Several years ago a colleague at work was lamenting how badly her daughter was doing at school; she wasn’t achieving the standard she should in numeracy in particular. I commented that perhaps she should concentrate on what her daughter was good at. A few weeks later she came in glowing because her daughter had recited a poem really well.
I’m not the best parent from that respect myself – it’s all too easy to nag at your children about petty little things and to criticise them for not doing this that or the other, particularly if you’re feeling wound-up or stressed about other things in life. The sun above is a useful reminder from a course I’m currently on.
What’s interesting for me about the course is it’s also bringing up lots of things from my own childhood.
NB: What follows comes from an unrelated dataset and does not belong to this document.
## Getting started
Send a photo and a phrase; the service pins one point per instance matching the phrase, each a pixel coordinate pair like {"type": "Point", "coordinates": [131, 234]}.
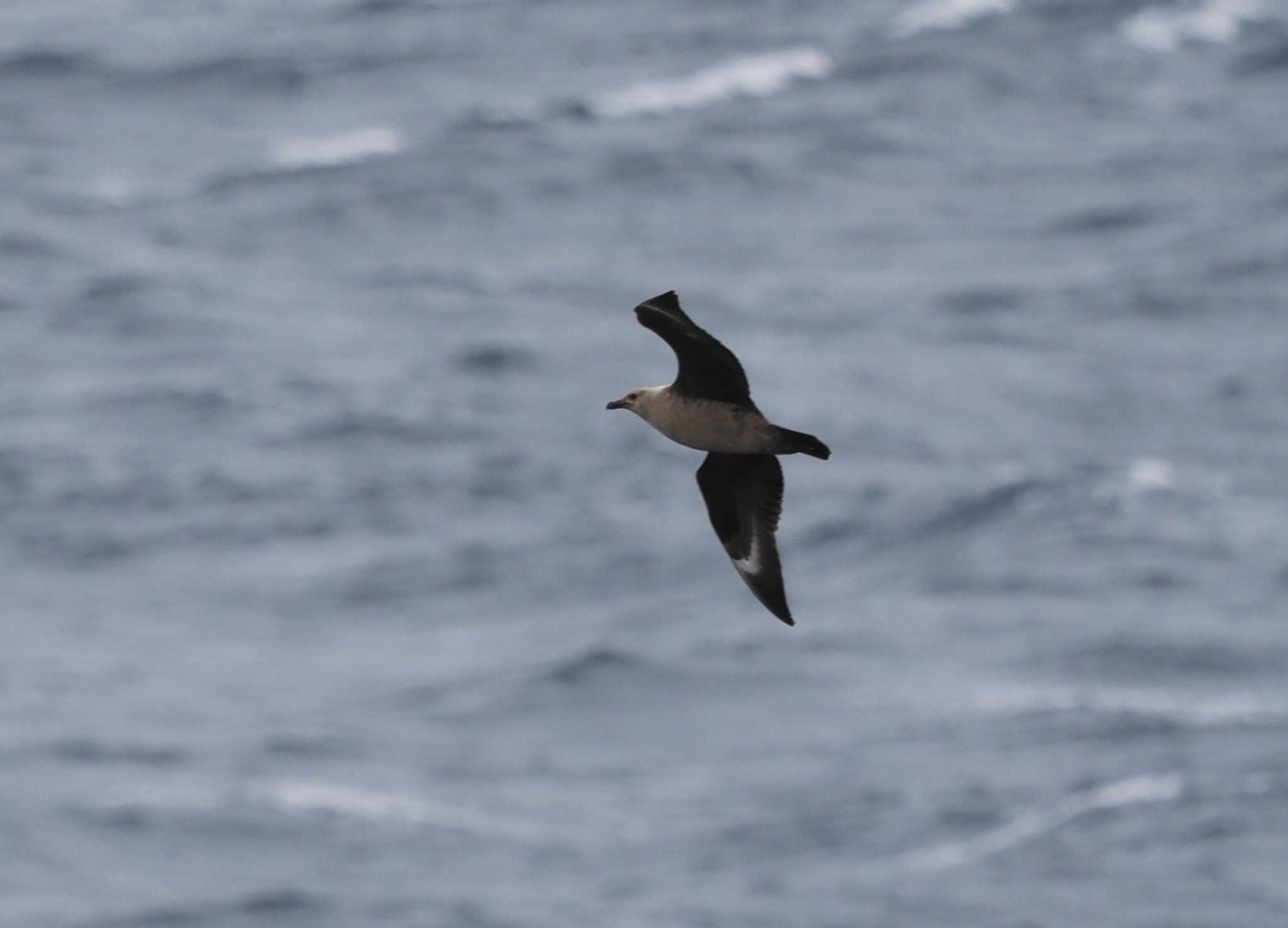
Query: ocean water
{"type": "Point", "coordinates": [330, 595]}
I so often felt criticised: “but I was only trying to help”; “why can’t I do anything right?”. I was then conscious of it with various managers in the workplace as well – fortunately I’ve had a lot of excellent managers who have focused on my strengths and trusted me to get on with my job. The ones I have clashed with (and we all know them) would be breathing down my neck – usually the task-focused type who for whatever reason feel insecure and stressed themselves. Some people perform better with that sort of dictatorial, rules-driven approach, and like the certainty of knowing precisely what they should and shouldn’t be doing. Whilst I need to know clearly what is expected of me, I don’t expect someone to check every single little thing I’m doing – if I’m unsure I’ll ask and something inside me rebels against nit-picking. It happens in your personal life as well: if you feel someone is picking on every little thing you do, it destroys your confidence and ultimately your happiness.
Without good self-esteem, feeling as if you’re just being criticised can break you, or at least create stress and depression.
Which brings me back full circle to the sun at the top. If we bring up our children to feel good about themselves, through descriptive praise, highlighting what they are good at and why/how, we will, it is hoped, develop a good sense of self-esteem in them. And with a good sense of self and of self-esteem (as well, importantly, as good self-awareness – not just a blind belief that they’re perfect in all ways) then with any luck we can produce a generation of children who go on to do amazing things in this world. And, I know it’s something I’ve rabbited on about rather repetitively recently, but they will do those things from a position of confidence and love rather than fear and aggression.